The Songlines
- First edition
- Author: Bruce Chatwin
- Language: English
- Publisher: Franklin Press
- Publication date: 1987
- Publication place: United Kingdom
- Media type: Print (Hardback & Paperback)

= The Songlines =

1987 book by Bruce Chatwin

The Songlines is a 1987 book written by British novelist and travel writer Bruce Chatwin about the songs of Aboriginal Australians and their connections to nomadic travel. A roman à clef that combines novel, travelogue, and memoir, Chatwin blends elements of fiction and non-fiction to describe a trip to Australia's Northern Territory in search of a better understanding of Aboriginal culture and religion, the Aboriginal land rights movement, and the Australian Outback more generally. The book is Chatwin's most famous work, a best seller upon publication in both the United States and United Kingdom.

==Synopsis and other details==
The book is centered around a British writer named "Bruce" who travels to Alice Springs, Australia, to join a land surveyor mapping the location of a proposed 1,500 Kilometre railway line to be constructed from Alice Springs to Darwin, Australia.
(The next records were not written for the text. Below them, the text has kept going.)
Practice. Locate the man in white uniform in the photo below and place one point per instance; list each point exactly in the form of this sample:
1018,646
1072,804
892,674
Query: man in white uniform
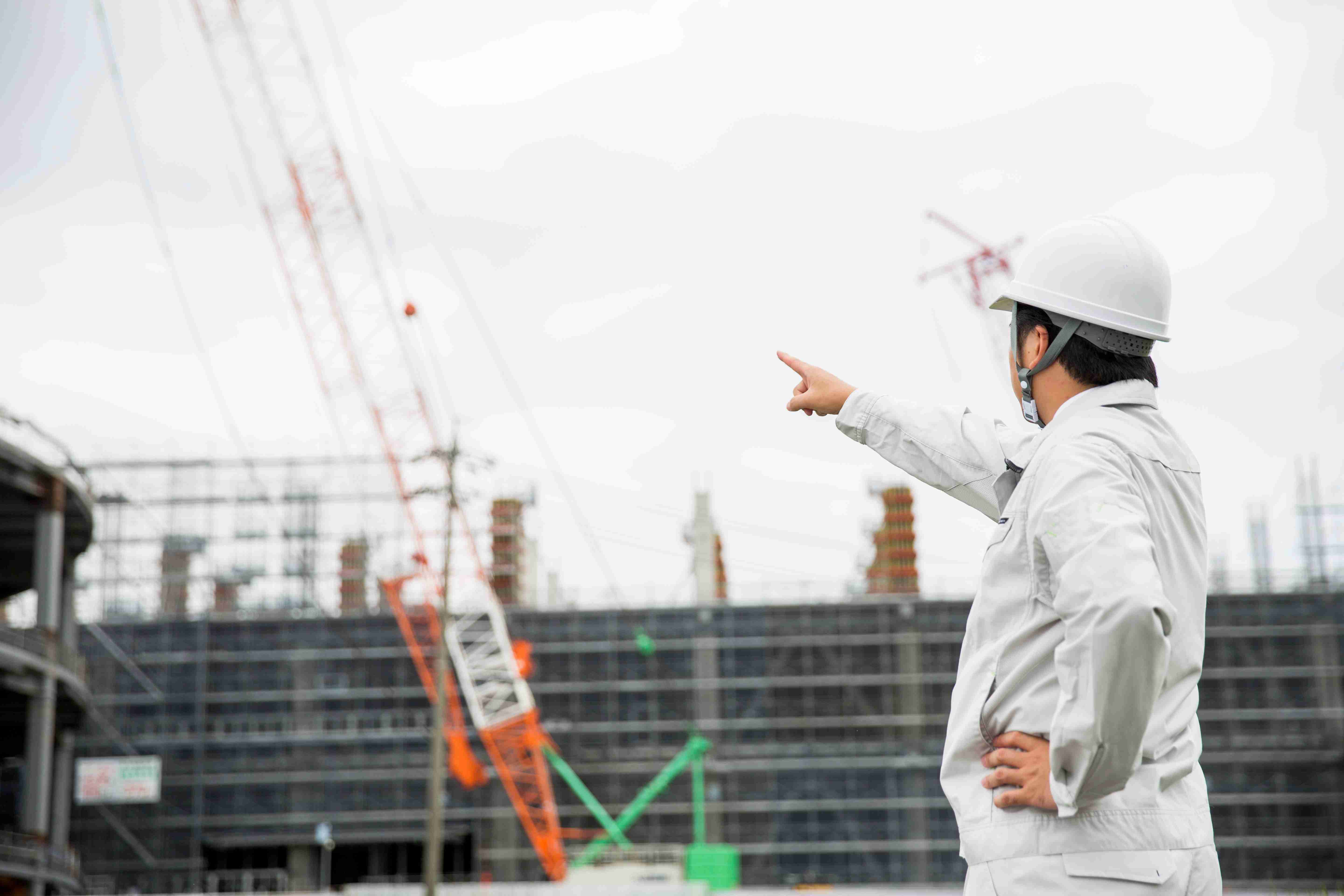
1073,749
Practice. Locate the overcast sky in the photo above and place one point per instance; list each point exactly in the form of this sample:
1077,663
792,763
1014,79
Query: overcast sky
650,199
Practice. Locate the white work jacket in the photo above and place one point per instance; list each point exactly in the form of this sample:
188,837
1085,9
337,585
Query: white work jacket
1089,624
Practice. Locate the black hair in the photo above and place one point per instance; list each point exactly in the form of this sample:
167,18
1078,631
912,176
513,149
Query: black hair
1082,360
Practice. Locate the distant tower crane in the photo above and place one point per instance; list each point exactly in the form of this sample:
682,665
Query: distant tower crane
979,266
368,370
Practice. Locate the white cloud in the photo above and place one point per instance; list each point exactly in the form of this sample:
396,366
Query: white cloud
788,467
264,373
1193,217
986,181
577,319
597,444
552,54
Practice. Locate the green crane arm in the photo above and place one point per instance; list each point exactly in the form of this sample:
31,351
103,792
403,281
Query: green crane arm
585,794
694,750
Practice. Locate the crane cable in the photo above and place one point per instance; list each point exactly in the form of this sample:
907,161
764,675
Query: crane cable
164,246
483,327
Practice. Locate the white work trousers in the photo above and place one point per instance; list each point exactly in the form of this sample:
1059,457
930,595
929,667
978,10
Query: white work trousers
1190,872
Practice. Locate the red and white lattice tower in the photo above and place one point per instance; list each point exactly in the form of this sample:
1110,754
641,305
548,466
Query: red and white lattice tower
979,266
366,363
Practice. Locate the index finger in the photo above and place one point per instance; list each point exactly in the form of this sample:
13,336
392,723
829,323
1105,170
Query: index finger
799,367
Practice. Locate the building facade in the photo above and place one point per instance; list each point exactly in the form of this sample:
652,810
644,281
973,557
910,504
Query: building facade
827,723
46,522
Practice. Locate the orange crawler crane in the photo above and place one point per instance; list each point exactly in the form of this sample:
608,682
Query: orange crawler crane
370,377
893,569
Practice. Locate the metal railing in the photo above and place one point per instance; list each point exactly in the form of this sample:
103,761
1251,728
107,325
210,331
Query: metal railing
46,645
33,851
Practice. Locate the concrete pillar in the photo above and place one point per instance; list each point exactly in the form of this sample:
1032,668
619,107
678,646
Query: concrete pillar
37,780
909,655
705,668
62,791
1326,658
702,546
69,621
49,557
506,836
302,867
48,567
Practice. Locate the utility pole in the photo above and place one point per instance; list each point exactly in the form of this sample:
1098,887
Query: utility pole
437,761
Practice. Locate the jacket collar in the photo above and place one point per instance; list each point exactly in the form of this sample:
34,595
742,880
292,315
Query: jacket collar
1019,456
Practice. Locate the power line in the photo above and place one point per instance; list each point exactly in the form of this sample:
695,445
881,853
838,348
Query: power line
162,232
491,344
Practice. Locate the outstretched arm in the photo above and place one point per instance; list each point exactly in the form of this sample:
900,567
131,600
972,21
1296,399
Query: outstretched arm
949,448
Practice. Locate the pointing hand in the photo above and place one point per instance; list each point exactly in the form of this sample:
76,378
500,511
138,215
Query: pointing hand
818,392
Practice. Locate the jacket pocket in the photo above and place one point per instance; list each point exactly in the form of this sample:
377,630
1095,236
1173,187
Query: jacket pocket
1146,867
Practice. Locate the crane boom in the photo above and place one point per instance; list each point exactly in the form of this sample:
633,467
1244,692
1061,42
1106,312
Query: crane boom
365,362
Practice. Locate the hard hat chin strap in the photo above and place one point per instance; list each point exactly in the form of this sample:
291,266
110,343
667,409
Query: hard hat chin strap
1057,346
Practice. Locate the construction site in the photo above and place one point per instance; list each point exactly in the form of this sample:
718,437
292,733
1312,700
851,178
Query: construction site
358,667
826,721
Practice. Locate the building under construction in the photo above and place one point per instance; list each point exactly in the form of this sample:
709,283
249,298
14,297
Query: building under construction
827,723
46,522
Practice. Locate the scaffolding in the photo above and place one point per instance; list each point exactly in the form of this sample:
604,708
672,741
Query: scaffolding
295,534
827,721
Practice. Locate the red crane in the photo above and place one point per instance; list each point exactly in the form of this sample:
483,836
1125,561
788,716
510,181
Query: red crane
371,379
983,264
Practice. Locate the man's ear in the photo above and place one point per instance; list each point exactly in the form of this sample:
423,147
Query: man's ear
1036,346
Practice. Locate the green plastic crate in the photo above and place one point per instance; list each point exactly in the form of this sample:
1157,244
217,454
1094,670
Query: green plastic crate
717,864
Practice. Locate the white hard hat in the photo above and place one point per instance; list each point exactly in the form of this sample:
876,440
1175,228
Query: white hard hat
1099,271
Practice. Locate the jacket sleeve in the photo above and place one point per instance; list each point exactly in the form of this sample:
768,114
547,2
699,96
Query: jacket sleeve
1093,531
948,448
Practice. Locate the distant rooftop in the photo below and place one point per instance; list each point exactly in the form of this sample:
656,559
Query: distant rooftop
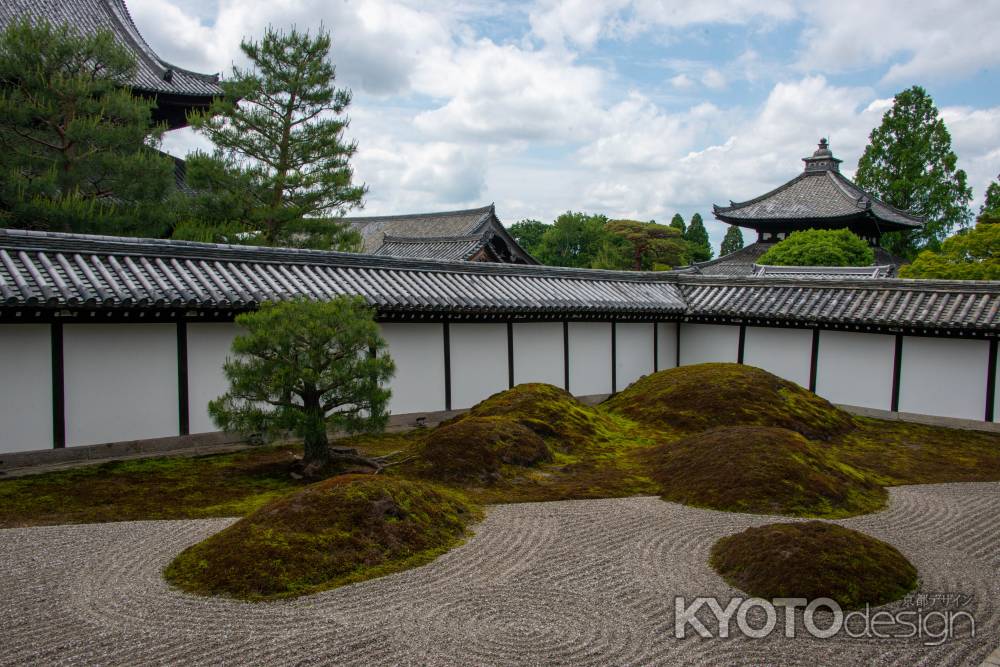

Specifically, the narrator befriends "Arkady," a local who is tasked by the rail company with conferring with local Aboriginals to understand which landscapes are considered sacred in Aboriginal culture and thus should be avoided. Arkady, Bruce and a group of Aboriginal locals travel in a Toyota Land Cruiser through Outback Australia, and the first half of the book chronicles these various encounters. Bruce eventually becomes stranded in a small, remote Aboriginal village for several weeks due to heavy rains, and spends his time musing on the nature of man as nomad and settler, connecting his Australian experiences with those of other nomadic cultures he experienced in his travels around the world. Chatwin develops a thesis about the primordial nature of Aboriginal song and its connections with the evolutionary conditions under which human populations evolved. The writing engages the hard conditions of life for present-day Indigenous Australians, including the fraught and contradictory relationship with White Australians, while appreciating the art and culture of the people for whom the Songlines are the touchstone of reality.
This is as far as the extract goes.